A PROPOSAL IS PRESENTED HEREIN TO INITIATE A STUDY OF THE TRANSIENT BEHAVIOR OF A SILICON CHARGE COUPLED DEVICE (CCD) AND ITS RESPONSE TO INCIDENT RADIATION. THE MOTIVATION FOR THIS EFFORT IS BASED ON RECENT ANALYTICAL AND HARDWARE STUDIES WHICH HAVE IDENTIFIED THE POTENIALLY SIGNIFICANT BENEFITS I.E. REDUCED PSUEDONOISE (PN) CODE ACQUISITION TIME, THAT MAY BE ACHIEVED VIA THE APPLICATION OF CHARGE COUPLED DEVICE (CCD) PN MATCHED FILTERS (PNMF).

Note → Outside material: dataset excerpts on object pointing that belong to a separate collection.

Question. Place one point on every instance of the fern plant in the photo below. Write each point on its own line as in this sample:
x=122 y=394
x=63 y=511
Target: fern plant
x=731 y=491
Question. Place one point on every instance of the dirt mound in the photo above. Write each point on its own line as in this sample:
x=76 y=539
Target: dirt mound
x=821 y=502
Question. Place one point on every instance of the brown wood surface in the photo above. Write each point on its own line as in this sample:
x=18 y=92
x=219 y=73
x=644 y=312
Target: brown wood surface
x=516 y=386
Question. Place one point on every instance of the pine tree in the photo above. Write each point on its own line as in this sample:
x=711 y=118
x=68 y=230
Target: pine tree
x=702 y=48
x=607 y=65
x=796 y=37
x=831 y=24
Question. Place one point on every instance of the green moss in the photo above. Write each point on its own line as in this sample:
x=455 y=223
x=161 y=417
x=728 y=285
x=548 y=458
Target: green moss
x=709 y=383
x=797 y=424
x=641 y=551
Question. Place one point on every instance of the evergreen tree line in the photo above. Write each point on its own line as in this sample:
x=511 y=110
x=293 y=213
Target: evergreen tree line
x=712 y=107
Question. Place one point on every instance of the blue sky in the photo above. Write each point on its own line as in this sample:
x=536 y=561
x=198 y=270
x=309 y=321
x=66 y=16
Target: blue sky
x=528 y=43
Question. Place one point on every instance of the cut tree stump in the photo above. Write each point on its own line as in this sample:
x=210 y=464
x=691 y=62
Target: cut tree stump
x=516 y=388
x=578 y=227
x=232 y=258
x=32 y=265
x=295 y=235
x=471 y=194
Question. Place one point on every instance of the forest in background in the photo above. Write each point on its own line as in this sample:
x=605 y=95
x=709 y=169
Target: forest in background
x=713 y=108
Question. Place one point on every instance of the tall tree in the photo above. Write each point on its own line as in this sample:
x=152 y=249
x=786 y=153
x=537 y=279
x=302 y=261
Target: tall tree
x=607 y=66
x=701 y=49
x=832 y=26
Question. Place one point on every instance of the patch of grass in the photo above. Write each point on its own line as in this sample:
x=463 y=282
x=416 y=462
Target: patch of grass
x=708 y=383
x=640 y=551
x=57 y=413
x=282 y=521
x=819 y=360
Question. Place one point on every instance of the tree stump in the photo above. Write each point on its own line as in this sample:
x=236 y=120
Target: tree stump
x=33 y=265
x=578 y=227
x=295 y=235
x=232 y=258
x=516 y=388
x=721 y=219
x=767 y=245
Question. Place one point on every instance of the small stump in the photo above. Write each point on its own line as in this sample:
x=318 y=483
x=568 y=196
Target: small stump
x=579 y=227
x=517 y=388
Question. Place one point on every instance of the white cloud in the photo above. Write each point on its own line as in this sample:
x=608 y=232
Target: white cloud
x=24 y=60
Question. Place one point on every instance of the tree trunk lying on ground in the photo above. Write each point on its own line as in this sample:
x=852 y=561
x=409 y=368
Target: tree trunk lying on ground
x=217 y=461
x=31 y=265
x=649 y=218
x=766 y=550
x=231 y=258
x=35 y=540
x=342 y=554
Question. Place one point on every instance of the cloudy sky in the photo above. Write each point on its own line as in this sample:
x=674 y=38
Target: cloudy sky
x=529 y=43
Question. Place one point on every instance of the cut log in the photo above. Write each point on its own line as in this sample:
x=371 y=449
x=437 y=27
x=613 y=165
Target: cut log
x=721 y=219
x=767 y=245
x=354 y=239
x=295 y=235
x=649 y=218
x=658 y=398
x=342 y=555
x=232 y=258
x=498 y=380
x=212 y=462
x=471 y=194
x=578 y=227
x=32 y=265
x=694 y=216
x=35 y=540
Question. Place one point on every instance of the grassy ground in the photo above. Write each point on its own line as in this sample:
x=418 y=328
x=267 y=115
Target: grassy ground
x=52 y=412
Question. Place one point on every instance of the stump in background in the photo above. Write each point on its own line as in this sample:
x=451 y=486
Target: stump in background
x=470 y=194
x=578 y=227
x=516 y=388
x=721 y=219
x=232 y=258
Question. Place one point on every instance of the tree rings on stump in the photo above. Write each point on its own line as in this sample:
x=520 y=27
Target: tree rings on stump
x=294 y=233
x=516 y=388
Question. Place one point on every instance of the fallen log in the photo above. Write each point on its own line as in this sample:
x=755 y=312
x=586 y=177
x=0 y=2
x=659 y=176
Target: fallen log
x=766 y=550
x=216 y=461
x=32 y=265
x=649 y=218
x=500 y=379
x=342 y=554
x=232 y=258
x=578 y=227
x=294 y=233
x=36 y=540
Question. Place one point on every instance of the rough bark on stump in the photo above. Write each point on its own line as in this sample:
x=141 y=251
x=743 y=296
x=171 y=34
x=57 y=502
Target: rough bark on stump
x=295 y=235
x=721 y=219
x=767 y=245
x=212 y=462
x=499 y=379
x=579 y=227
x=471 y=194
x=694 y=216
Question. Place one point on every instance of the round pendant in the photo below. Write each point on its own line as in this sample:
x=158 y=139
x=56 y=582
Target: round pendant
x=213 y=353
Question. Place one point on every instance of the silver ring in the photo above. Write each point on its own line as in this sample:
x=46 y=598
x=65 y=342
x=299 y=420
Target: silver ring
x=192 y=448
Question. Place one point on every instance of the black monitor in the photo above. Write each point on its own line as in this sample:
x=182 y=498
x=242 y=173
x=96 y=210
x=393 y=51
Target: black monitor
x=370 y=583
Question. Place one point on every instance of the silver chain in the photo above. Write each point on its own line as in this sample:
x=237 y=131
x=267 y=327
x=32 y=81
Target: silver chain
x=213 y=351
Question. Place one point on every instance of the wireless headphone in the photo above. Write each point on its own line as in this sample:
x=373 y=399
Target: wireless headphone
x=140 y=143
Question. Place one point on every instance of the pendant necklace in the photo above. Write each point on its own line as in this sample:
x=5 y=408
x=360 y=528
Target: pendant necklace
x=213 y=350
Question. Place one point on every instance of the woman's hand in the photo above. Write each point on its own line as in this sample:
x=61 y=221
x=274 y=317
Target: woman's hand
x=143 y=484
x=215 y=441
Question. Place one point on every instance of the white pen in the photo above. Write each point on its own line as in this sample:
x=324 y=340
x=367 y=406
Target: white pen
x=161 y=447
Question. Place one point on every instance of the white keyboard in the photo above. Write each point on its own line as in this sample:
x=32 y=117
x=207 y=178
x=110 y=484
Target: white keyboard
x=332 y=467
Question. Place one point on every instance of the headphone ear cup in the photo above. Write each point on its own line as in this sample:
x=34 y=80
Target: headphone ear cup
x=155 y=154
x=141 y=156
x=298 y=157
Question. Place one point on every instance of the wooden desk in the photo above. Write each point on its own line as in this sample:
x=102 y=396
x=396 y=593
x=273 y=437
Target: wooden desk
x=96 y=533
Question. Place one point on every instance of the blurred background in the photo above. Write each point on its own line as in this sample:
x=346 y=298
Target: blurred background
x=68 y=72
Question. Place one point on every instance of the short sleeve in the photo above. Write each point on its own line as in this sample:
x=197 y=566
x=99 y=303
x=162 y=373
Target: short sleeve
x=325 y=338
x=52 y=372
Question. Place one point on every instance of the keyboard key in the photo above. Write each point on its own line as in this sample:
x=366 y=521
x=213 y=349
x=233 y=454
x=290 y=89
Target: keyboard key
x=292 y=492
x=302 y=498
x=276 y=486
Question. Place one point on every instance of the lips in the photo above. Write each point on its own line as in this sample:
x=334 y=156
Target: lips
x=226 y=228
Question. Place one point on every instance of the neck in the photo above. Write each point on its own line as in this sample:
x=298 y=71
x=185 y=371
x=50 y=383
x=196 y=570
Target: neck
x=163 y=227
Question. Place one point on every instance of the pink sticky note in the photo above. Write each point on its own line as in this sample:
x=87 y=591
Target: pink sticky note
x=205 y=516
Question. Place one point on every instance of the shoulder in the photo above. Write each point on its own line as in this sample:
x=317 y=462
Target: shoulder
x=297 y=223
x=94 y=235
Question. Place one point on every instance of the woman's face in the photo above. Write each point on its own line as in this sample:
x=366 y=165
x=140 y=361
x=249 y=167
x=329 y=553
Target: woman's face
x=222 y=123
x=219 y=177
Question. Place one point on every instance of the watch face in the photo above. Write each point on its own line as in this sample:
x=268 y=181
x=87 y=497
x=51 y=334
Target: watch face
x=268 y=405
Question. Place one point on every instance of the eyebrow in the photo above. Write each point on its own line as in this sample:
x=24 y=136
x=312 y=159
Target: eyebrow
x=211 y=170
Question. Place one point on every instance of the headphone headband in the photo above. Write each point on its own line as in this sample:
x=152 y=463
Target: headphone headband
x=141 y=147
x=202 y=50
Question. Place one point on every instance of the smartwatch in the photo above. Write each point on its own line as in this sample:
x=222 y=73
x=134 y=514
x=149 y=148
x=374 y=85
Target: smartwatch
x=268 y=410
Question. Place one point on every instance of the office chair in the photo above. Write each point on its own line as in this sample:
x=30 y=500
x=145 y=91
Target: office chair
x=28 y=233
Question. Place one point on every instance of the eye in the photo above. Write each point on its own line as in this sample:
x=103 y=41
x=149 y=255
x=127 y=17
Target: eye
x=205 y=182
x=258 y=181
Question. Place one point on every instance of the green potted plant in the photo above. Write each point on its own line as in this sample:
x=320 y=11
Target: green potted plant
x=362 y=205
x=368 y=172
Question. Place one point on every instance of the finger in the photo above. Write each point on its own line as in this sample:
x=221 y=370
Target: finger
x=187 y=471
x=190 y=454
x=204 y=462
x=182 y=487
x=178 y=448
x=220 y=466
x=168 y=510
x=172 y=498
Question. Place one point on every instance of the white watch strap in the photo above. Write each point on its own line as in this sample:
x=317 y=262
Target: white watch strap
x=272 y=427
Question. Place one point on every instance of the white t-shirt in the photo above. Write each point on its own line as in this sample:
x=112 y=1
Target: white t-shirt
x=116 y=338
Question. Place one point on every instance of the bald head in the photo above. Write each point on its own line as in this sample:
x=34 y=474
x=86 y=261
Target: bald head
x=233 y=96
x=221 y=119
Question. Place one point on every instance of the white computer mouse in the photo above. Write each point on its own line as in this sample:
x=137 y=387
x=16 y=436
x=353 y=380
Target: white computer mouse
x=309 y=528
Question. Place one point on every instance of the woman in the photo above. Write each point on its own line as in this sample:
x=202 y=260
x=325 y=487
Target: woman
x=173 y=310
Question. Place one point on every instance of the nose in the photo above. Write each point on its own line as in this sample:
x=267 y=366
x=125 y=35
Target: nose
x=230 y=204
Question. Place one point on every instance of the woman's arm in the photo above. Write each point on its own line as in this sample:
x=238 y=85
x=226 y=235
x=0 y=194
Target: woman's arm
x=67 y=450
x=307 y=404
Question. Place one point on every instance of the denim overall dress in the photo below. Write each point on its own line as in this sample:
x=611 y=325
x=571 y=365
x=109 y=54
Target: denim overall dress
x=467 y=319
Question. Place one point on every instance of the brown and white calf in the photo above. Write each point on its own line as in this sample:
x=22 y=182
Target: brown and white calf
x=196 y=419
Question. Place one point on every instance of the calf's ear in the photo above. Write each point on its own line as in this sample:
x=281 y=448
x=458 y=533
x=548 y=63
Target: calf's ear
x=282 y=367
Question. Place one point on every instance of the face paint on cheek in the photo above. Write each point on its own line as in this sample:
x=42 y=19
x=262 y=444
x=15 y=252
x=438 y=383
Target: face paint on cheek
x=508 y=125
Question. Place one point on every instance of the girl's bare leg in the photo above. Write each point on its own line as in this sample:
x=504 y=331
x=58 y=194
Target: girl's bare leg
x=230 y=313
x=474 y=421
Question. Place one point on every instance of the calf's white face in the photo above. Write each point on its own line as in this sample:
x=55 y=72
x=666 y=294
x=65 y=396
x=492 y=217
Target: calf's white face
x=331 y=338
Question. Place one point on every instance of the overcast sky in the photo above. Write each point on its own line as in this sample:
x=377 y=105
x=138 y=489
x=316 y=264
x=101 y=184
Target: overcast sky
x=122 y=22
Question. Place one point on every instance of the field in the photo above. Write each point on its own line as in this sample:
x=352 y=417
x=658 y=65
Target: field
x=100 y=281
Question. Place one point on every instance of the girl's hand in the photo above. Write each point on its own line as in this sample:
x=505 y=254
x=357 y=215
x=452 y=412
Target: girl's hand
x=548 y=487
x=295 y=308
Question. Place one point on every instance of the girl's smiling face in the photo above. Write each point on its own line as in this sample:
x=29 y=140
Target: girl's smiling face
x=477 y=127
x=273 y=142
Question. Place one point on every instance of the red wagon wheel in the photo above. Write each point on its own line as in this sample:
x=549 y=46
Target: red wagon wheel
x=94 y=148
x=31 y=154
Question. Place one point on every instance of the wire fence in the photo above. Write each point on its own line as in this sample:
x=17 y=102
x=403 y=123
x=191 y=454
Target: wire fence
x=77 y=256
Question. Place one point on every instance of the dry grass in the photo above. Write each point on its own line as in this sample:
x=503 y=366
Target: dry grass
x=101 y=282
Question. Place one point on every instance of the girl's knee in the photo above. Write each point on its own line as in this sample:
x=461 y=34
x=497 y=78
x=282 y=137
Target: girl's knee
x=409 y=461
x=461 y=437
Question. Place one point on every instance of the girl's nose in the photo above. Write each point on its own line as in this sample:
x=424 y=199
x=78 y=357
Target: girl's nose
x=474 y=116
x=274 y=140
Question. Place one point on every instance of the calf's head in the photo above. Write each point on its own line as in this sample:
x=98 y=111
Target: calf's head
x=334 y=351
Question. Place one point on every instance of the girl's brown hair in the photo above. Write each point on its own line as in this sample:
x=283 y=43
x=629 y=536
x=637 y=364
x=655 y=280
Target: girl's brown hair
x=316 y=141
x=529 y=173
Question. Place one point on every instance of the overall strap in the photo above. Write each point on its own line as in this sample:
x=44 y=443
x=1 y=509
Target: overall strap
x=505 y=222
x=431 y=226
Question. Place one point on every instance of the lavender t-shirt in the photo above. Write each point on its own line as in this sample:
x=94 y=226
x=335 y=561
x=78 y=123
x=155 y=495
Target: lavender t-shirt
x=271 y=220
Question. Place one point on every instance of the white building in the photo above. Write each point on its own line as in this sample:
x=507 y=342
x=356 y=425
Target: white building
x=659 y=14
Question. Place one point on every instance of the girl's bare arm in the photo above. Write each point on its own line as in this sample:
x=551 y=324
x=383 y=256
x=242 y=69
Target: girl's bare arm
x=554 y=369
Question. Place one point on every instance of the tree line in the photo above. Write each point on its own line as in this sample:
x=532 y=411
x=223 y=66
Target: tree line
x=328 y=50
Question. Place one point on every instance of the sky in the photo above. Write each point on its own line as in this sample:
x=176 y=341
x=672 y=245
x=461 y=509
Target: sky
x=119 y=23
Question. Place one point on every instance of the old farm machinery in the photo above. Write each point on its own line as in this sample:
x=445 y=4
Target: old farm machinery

WHILE INCREASING DATA IS BEING PRESENTED TO SUGGEST CCD/PNMF VIABILITY FOR GROUND-BASED APPLICATIONS, THERE IS CONCERN ASTO THE CCD VIABILITY FOR ON-BOARD SPACECRAFT APPLICATIONS WITH RESPECT TO RADIATION SENSITIVITY. THE PROPOSED TECHNIQUE WILL SOLVE THE GOVERNING DRIFT AND DIFFUSION EQUATIONS COUPLED TO POISSON'S EQUATION BY AN EFFICIENT NUMERICAL PROCEDURE. AN INNOVATIVE ASPECT OF THIS EFFORT WOULD BE THE USE OF A WIDE-BAND HETEROJUNCTION FORMULATION FOR THE SI/SIO2 INTERFACE. THE PRESENT PROPOSAL FOCUSES UPON DEMONSTRATING THE FEASIBILITY OF THE APPROACH BY CONDIDERING A THREE-PHASE COPLANAR LAYERED BURIED CHANNEL CHARGE COUPLED DEVICE. SOLUTIONS WILL BE OBTAINED FOR THE STEADY STATE STATIC AND TRANSIENT TRANSFER MODES OF OPERATION. IN ADDITION, AN INCIDENT IONIZING RADIATION TRACK SIMULATION WILL BE CONDUCTED AND AN "EARLY TIME" SOLUTION WILL BE OBTAINED. THE METHOD DEVELOPED UNDER THIS PHASE WILL ALSO BE APPLICABLE TO SURFACE CHANNEL CHARGED COUPLED DEVICES.